Nous préciserons bientôt davantage quelles tâches révolutionnaires
nous entreprenons.
2.
LE CONTENU DU SOCIALISME
§ 14 – La révolution russe dû
remplir la tâche de développer le capitalisme en Russie.
Gérer l’économie du mieux possible devint le mot d’ordre
principal. On s’attacha à former à partir des cadres
du parti bolchevique et d’anciens « spécialistes »

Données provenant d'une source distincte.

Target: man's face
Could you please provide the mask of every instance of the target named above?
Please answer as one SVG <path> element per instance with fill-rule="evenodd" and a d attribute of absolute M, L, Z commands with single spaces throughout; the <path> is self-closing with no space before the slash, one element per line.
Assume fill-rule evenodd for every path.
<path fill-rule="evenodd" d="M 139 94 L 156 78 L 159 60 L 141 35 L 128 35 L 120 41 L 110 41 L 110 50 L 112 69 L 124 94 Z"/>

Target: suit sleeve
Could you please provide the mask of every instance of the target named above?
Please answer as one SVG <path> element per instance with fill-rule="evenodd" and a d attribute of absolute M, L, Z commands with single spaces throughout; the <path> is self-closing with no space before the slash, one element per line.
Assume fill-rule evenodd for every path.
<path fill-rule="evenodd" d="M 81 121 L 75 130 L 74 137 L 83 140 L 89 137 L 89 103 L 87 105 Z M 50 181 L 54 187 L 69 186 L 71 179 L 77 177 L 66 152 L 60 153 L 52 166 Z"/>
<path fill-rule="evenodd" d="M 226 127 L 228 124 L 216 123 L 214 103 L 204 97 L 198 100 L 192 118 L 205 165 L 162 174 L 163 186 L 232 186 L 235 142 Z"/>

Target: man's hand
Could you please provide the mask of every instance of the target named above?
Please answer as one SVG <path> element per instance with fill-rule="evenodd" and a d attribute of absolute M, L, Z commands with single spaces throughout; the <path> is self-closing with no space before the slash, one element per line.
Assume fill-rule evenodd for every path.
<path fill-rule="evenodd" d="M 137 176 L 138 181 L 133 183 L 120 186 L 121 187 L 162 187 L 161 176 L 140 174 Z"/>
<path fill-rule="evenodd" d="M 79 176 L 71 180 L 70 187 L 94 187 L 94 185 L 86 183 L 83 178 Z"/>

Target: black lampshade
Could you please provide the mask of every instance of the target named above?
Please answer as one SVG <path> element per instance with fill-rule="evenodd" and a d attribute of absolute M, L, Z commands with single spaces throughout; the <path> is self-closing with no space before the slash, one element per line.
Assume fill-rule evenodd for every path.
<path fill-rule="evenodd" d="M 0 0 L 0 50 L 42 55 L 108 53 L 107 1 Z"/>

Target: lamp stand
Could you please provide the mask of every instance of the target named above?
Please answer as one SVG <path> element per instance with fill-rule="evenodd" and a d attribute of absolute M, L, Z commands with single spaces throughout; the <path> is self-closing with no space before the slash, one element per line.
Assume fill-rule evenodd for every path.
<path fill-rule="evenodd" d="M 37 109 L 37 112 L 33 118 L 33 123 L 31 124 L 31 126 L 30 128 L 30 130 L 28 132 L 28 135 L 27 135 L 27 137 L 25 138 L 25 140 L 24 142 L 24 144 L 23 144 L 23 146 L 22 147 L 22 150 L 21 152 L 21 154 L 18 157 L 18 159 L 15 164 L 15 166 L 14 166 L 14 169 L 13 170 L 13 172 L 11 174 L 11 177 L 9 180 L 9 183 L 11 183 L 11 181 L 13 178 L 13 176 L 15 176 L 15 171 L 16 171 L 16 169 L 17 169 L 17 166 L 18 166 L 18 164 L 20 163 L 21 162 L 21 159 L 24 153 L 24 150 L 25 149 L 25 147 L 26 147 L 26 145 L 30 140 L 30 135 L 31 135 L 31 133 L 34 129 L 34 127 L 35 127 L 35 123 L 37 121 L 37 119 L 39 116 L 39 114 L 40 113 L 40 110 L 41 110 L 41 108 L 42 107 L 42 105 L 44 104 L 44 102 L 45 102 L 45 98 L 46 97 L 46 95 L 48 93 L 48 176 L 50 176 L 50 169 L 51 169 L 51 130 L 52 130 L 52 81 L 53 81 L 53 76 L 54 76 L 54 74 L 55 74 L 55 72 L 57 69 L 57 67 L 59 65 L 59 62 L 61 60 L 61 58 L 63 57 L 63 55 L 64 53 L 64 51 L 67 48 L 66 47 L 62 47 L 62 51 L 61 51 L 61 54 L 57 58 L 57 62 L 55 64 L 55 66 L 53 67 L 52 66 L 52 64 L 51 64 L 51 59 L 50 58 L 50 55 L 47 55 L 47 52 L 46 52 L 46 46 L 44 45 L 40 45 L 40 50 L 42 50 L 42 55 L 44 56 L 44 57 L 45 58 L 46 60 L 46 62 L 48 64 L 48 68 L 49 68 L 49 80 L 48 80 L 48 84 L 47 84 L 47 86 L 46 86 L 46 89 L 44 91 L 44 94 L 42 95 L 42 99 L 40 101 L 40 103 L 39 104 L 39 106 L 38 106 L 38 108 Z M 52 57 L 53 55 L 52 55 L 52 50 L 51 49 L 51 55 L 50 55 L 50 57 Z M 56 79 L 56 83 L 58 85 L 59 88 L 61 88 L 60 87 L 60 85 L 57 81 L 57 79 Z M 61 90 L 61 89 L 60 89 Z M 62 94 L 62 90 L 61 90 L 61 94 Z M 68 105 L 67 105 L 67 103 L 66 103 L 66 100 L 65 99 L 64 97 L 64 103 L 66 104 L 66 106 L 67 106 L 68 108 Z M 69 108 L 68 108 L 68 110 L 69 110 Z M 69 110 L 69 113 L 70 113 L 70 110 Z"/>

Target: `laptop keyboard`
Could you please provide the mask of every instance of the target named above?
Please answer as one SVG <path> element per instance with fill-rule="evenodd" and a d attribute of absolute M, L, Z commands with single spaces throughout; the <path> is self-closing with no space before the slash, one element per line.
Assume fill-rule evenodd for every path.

bourgeois un corps d’administrateurs efficaces. Les ultra-gauches
en vinrent à l’idée que cette gestion par une minorité
située au-dessus de la classe ouvrière ne pouvait être
le socialisme : à la gestion bureaucratique, ils opposaient la
gestion ouvrière. On aboutit ainsi à une idéologie
ultra-gauche cohérente dont les conseils ouvriers forment le centre
: instruments de lutte, de prise de pouvoir et d’administration
de la société future, les conseils occupent par exemple
dans le livre de Pannekoek Les conseils ouvriers la place centrale réservée
au parti chez Lénine. En fait, cette conception nous oblige à
réfléchir sur ce qu’est vraiment la société
capitaliste : car avant de savoir ce qu’est le socialisme il nous
faut savoir à quoi il s’oppose. La théorie de la gestion
ouvrière nous présente avant tout le capitalisme comme un
mode de gestion : l’important, c’est que l’économie
est dirigée par une minorité de capitalistes et non par
les masses ouvrières. Remplaçons donc les patrons par les
ouvriers.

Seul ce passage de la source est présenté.